Congress returned for a post-election “lame duck” session last week, facing a crowded agenda and questions about whether it was capable of reaching the bipartisan agreement necessary to act on key priorities. CFA sent a letter to all members of Congress urging “immediate passage of critical consumer protection legislation that is still pending.” Priorities include passage of legislation to:
• improve food safety (see above);
• provide the Securities and Exchange Commission and Commodity Futures Trading Commission with the funding needed to carry out their dramatically expanded responsibilities under the Dodd-Frank Wall Street Reform and Consumer Protection Act;
• establish an Office of Homeowner Advocate with the Treasury Department;
• improve appliance efficiency based on energy- and water-saving standards negotiated between industry and public interest groups;
• prohibit paid-off or settled medical debt from appearing on a consumer’s credit report; and
• protect debt-strapped consumers from harmful practices by debt settlement companies.
In a separate alert, CFA also urged passage of the Motor Vehicle Safety Act (H.R. 5381, S. 3302), which would help protect consumers from dangerous safety defects, such as Toyota runaway vehicles.
“While much has been accomplished in this session of Congress, there are a number of consumer concerns that still need to be addressed during the lame duck session,” said CFA Legislative Director Travis Plunkett. “These bills would provide important, needed protections and benefits during these difficult economic times.”
The Supreme Court heard oral arguments this month in the case of AT&T v.

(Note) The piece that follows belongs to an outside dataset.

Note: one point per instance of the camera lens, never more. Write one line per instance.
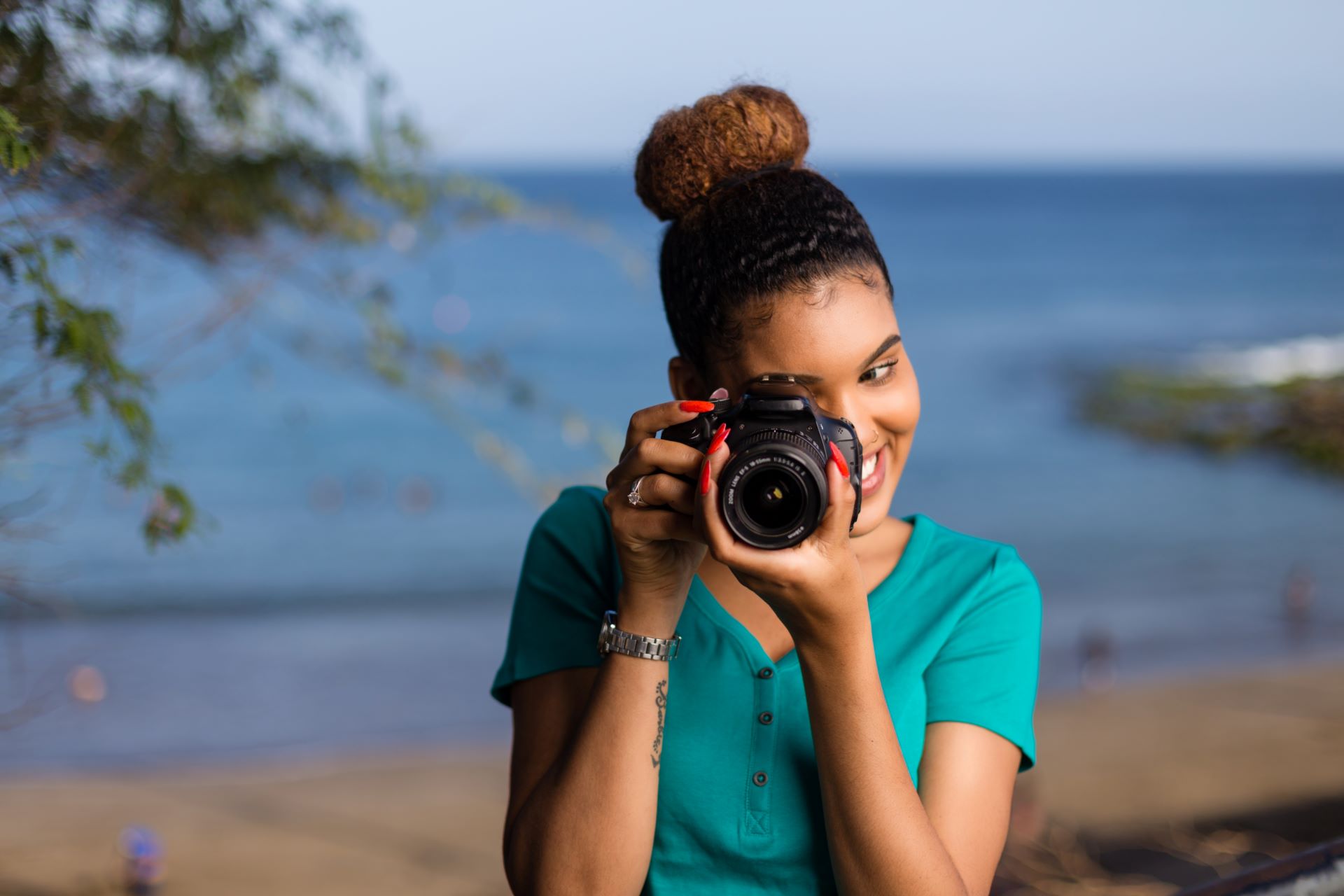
(773, 498)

Concepcion, in which the right to hold corporations responsible for wrong-doing through consumer class action lawsuits is at stake. In a statement on the case issued earlier this month, CFA Senior Counsel Rachel Weintraub said: “A ruling by the Supreme Court in AT&T’s favor would have dire consequences for the rights of consumers to obtain redress. Without access to class actions, consumers will be boxed into mandatory arbitration proceedings, which are held by arbiters often handpicked by the corporation and most often side with corporation.” CFA is among numerous consumer groups, civil rights organizations, state attorneys general, and law professors who have joined in an amicus brief “requesting that the Supreme Court preserve this important legal right to organize in class actions.”

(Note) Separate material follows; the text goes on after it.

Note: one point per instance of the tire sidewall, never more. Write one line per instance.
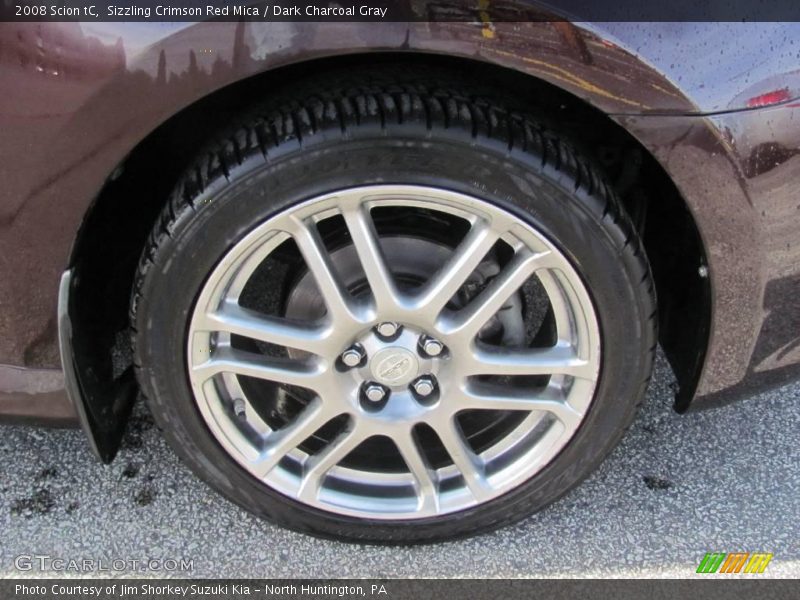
(546, 198)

CFA filed comments with the Securities and Exchange Commission last week urging the agency to strengthen its proposed rule requiring issues to conduct due diligence reviews of assets underlying asset-backed securities. “While there are aspects of the Commission proposal that CFA supports, the proposal stops well short of the steps needed to bring about the reforms Congress sought to achieve when it included the asset review requirement in the Dodd-Frank Wall Street Reform and Consumer Protection Act,” wrote CFA Investor Protection Director Barbara Roper. In particular, CFA called on the agency to set minimum standards for the reviews and to extend the requirement to private as well as public offerings.

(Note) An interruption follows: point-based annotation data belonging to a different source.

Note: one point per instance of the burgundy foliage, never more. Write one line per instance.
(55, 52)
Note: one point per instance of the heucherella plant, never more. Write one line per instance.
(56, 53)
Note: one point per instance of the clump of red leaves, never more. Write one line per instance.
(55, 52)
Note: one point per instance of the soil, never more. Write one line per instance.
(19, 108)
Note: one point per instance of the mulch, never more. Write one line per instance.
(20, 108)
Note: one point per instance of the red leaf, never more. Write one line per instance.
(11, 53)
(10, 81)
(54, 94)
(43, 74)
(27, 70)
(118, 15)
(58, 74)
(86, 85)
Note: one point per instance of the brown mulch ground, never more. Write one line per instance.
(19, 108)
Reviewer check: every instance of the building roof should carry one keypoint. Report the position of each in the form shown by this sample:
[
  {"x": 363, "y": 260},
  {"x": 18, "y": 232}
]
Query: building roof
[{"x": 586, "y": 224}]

Earlier this month, CFA joined with Fund Democracy to file comments in strong support of a Securities and Exchange Commission proposal to limit the payments that can be made to brokers through mutual fund 12b-1 fees and to introduce fee competition with regard to brokerage payments for fund sales. “If adopted, the proposed rules will promote competition, enhance price transparency and reduce conflicts of interests in ways that will strengthen the regulatory structure in which mutual funds have flourished during the three decades since Rule 12b-1 was adopted,” the groups wrote.